The venerable thero pointed out that the system was so corrupt today with politicians earning commissions from projects without delivering any output. “Reading Dr. Nalaka’s book is like going to an astrologer to get some predications about the future. Based on your stars the astrologer usually tells you that there could be trouble ahead and you must do everything possible to avoid such trouble. Likewise we all must read this book first and then work hard to ensure that Dr. Godahewa’s predictions will be proven wrong. If the predictions in this book come true, due our own inability to prevent them happening, then we will have no country left,” said the venerable thero.

Sabri agreed with the author that the country could not be left in the hands of politicians alone. “It is time that professionals and intellectuals come forward to do their part too. We all want to live in a country which can make us proud. It doesn’t matter to which ethnic group or religious group that you belong to as long as you love this country. What we need is a Sri Lankan identity. We should learn from history and no one should challenge the esteemed position of Buddhism in this country. Let us not allow anyone to create division amongst us. Who benefited more than the Tamil people when the war ended? Weren’t they the people most badly affected during the war? So why can’t the Tamil diaspora appreciate what President Mahinda Rajapaksa achieved for their own community? Why promote hatred once again? What are they going to achieve with that? We can only become a developed nation by working together and not by having internal conflicts. Let us follow the example of Nelson Mandela who left all the anger and hatred in the prison cell when he came out after 27 years of imprisonment,” said Sabri. 

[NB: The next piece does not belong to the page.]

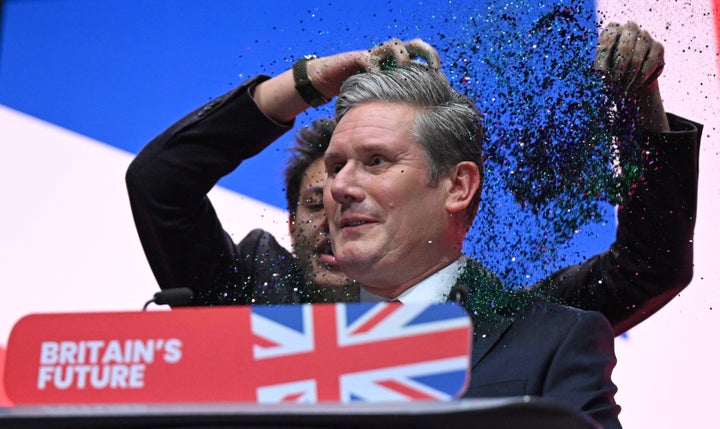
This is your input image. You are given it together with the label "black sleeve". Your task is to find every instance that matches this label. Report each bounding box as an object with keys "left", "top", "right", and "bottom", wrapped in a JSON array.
[
  {"left": 126, "top": 76, "right": 293, "bottom": 298},
  {"left": 536, "top": 115, "right": 702, "bottom": 335}
]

Prof. Pathirana praised the author for sharing his wide knowledge gathered from diverse fields for the betterment of society. He pointed out that Dr. Godahewa must have great love for the country to give up the opportunity to lead a comfortable life elsewhere and take up a mission to educate his fellow citizens. 

“Throughout his career, Nalaka has developed not just team members but leaders who can serve the country just like him. That’s another service he has rendered to the nation,” he said. 

Concluding the event, Dr. Godahewa drew the attention of the audience to the famous remarks of American human rights activist Martin Luther King Jr. who stated that “history will have to record that the greatest tragedy of this period of social transition was not the strident clamour of the bad people, but the appalling silence of the good people”. 

Dr. Godahewa requested the professionals and intellectuals of the country to come forward and share their views in order to educate the general public on the ground realities.  “I tell the youth of this country who may be worried currently about the dismal performance of our cricket team that we can resurrect our cricket once again. But if we let the country lose like this, then what are we going to tell future generations?” he asked.